Adam (From Glasgow), “I am studying you and your artwork for my GCSE coursework… I would like to find out what inspires you?”
To be honest Adam I am inspired today with the same thing as I was when I was at school and college; and that is exciting and challenging environments. When I was young , I used to draw around my local landscape which included such things as cemeteries, canals and mine workings, all very “gritty” and “industrial” in their appearance. Today I enjoy the luxury of being able to travel around the world but my ethos and energy is still centred on drawing what I see, and the sense of mood and atmosphere is still paramount to my recording.
Michael (from Liverpool), “Hi Ian. I’m 15 years old and I am currently doing some art coursework on you… I was wondering if you have any tips for the research page?”
I think that a research page should have a “feel” of my working practice. If you look at the home page of website www.ianmurphyartist.com you will see an image of me alongside some examples of my work, and locations I have visited. You could aim to recreate this idea and use a couple of my images, possibly one drawing and one painting on your sheet.
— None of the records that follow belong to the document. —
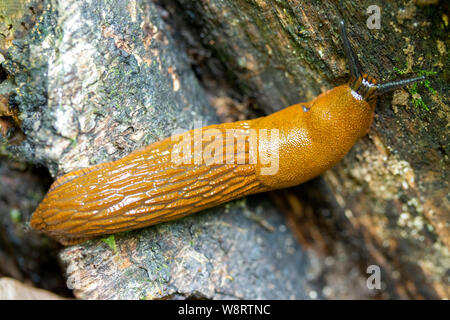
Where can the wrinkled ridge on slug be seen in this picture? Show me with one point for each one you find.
(141, 189)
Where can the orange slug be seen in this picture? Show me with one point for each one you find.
(187, 173)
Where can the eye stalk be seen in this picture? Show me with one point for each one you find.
(363, 85)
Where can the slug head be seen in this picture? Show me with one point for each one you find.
(343, 114)
(363, 84)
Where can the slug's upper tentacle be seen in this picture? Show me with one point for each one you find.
(390, 86)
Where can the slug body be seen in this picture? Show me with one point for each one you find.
(148, 187)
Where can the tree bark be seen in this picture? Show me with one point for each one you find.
(95, 80)
(391, 190)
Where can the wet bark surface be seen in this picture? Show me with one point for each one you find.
(88, 83)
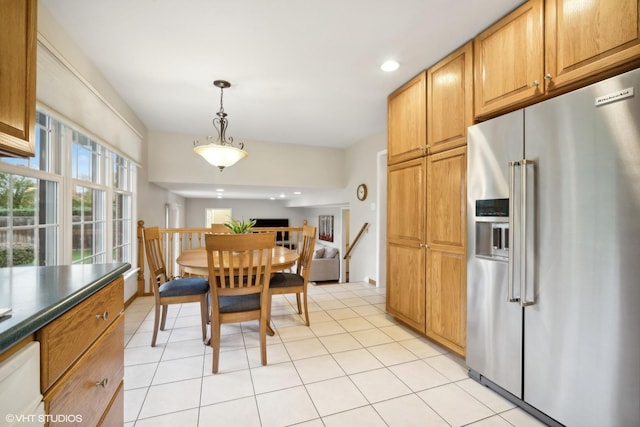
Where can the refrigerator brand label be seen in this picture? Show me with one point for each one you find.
(616, 96)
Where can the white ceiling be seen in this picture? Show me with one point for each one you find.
(302, 71)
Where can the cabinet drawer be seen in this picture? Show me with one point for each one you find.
(89, 386)
(115, 413)
(67, 337)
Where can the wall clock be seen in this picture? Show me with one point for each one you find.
(361, 192)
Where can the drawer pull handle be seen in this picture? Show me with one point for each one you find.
(102, 383)
(103, 316)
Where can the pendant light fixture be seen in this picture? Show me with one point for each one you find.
(222, 152)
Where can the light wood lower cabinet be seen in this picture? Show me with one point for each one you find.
(82, 361)
(86, 390)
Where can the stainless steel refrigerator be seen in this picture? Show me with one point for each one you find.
(553, 278)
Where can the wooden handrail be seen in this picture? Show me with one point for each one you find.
(176, 240)
(355, 241)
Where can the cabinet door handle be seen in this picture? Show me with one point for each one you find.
(102, 383)
(103, 316)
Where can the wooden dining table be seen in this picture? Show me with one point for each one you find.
(194, 261)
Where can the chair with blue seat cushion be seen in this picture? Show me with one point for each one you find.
(296, 283)
(174, 291)
(239, 272)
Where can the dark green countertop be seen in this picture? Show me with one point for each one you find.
(37, 295)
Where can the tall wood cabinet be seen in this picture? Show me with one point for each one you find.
(446, 248)
(426, 234)
(406, 223)
(407, 121)
(450, 100)
(18, 33)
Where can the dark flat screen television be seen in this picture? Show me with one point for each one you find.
(274, 222)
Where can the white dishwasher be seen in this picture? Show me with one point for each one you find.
(20, 399)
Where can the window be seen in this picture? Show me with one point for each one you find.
(217, 216)
(43, 195)
(122, 209)
(28, 221)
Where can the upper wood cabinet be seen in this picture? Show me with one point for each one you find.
(584, 38)
(542, 49)
(17, 77)
(407, 121)
(509, 60)
(450, 100)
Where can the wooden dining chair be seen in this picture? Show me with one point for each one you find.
(167, 291)
(296, 283)
(239, 272)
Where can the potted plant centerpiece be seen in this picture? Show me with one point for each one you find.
(240, 226)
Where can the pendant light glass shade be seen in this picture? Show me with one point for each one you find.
(221, 152)
(219, 155)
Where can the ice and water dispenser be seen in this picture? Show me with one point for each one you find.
(492, 229)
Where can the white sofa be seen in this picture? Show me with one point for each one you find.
(325, 265)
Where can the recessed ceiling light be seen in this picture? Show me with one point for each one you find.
(390, 65)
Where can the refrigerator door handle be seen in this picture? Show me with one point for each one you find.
(512, 248)
(523, 228)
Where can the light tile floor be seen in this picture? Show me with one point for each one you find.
(354, 366)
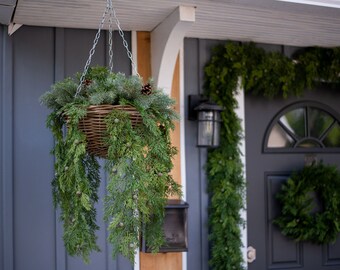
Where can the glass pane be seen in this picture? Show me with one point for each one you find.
(295, 121)
(333, 137)
(309, 144)
(319, 121)
(278, 138)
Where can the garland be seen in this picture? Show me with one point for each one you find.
(297, 220)
(268, 74)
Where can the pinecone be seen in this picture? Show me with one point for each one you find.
(146, 89)
(87, 82)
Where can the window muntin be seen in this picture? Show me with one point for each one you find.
(303, 127)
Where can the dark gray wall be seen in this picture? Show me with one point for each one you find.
(30, 61)
(197, 53)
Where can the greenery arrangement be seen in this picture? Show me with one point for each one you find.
(138, 162)
(270, 74)
(297, 219)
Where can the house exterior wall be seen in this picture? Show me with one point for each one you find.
(30, 61)
(196, 55)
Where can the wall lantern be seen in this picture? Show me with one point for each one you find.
(208, 115)
(175, 228)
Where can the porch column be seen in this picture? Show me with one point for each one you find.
(163, 45)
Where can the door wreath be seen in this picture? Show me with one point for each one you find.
(297, 220)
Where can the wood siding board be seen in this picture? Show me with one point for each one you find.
(193, 161)
(33, 52)
(30, 231)
(197, 53)
(7, 149)
(164, 261)
(1, 153)
(59, 74)
(144, 55)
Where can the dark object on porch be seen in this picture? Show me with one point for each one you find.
(175, 228)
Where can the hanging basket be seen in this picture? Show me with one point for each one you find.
(94, 127)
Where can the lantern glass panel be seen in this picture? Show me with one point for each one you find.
(208, 128)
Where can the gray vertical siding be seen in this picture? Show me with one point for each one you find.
(30, 61)
(197, 53)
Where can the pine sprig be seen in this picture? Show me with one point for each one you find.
(75, 186)
(139, 162)
(267, 74)
(297, 219)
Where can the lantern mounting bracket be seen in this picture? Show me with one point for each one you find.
(193, 102)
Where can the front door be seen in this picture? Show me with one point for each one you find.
(274, 148)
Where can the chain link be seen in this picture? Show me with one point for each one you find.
(125, 44)
(110, 36)
(112, 15)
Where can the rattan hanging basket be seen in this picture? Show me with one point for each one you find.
(94, 127)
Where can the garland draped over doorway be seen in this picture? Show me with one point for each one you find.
(270, 75)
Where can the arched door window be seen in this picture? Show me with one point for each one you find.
(304, 127)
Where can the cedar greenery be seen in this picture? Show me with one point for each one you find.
(138, 164)
(298, 219)
(270, 74)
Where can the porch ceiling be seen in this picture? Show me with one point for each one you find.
(267, 21)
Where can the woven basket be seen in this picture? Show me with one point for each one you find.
(94, 127)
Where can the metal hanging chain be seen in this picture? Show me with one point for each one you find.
(110, 36)
(92, 51)
(125, 44)
(112, 15)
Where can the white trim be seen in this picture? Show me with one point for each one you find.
(182, 136)
(321, 3)
(134, 57)
(166, 41)
(134, 50)
(241, 115)
(12, 27)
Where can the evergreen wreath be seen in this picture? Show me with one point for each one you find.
(138, 162)
(270, 74)
(297, 221)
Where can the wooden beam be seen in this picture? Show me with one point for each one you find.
(164, 261)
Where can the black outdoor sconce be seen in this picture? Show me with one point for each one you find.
(208, 115)
(175, 228)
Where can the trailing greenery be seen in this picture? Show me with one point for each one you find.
(298, 219)
(138, 163)
(270, 74)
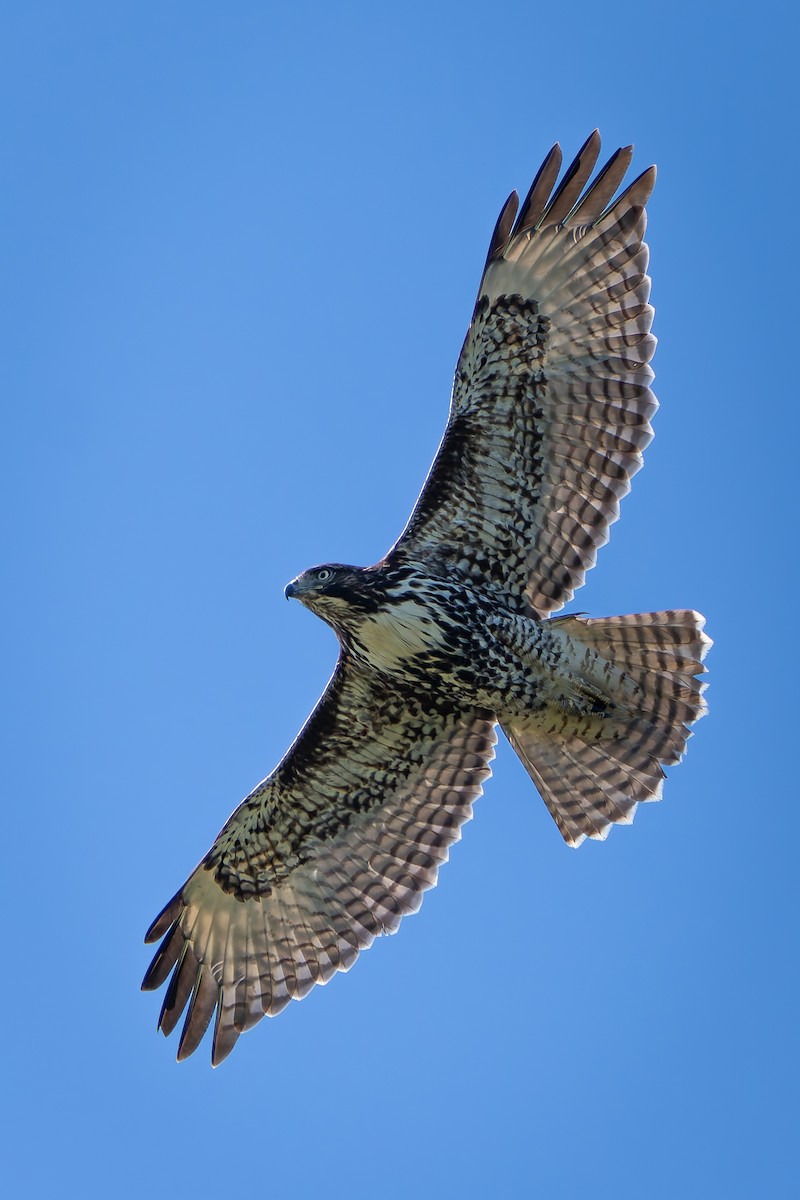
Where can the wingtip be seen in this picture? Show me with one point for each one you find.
(167, 917)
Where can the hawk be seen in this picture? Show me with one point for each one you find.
(452, 633)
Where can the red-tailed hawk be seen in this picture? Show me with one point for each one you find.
(452, 633)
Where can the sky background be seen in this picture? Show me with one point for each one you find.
(240, 247)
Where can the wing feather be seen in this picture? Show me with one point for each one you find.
(326, 855)
(552, 405)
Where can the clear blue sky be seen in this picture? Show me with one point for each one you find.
(241, 244)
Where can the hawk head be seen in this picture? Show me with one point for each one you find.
(340, 594)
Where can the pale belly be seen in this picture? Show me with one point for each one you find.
(394, 639)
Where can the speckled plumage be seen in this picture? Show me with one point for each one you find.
(452, 633)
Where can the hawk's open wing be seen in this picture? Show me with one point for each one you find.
(551, 406)
(330, 851)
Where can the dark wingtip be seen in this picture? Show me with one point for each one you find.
(540, 191)
(163, 961)
(167, 917)
(503, 228)
(204, 1000)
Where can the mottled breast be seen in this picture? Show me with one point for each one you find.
(398, 633)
In addition you could include an element of surface texture which reflects my liking of tactile surfaces, and is a constant feature in my work.
Scott (from Manchester), “As part of my GCSE exam preparation my teacher has recommended that I look at your work… I am about to go and visit Manchester city centre and look at the architecture, is there anything you can recommend to help me?”
I have always liked industrial architecture in England, in particular, structures with history and character, were the appearance is not at its best and the fabric of the building is starting to decay.
Although there has been a lot of development recently in Manchester, if you journey along the canal you will come across many structures that represent the city’s industrial past. I have drawn there many times (more often than not, in the rain!) and tried to record small fragments of the bridges, factories and lock gates.
I try to make sure my drawings contain elements of weathered doorways, windows and brickwork and I feel graphite pencils and graphite sticks are the best materials for the job. If you go to my website www.ianmurphyartist.com you will see some relevant techniques and processes.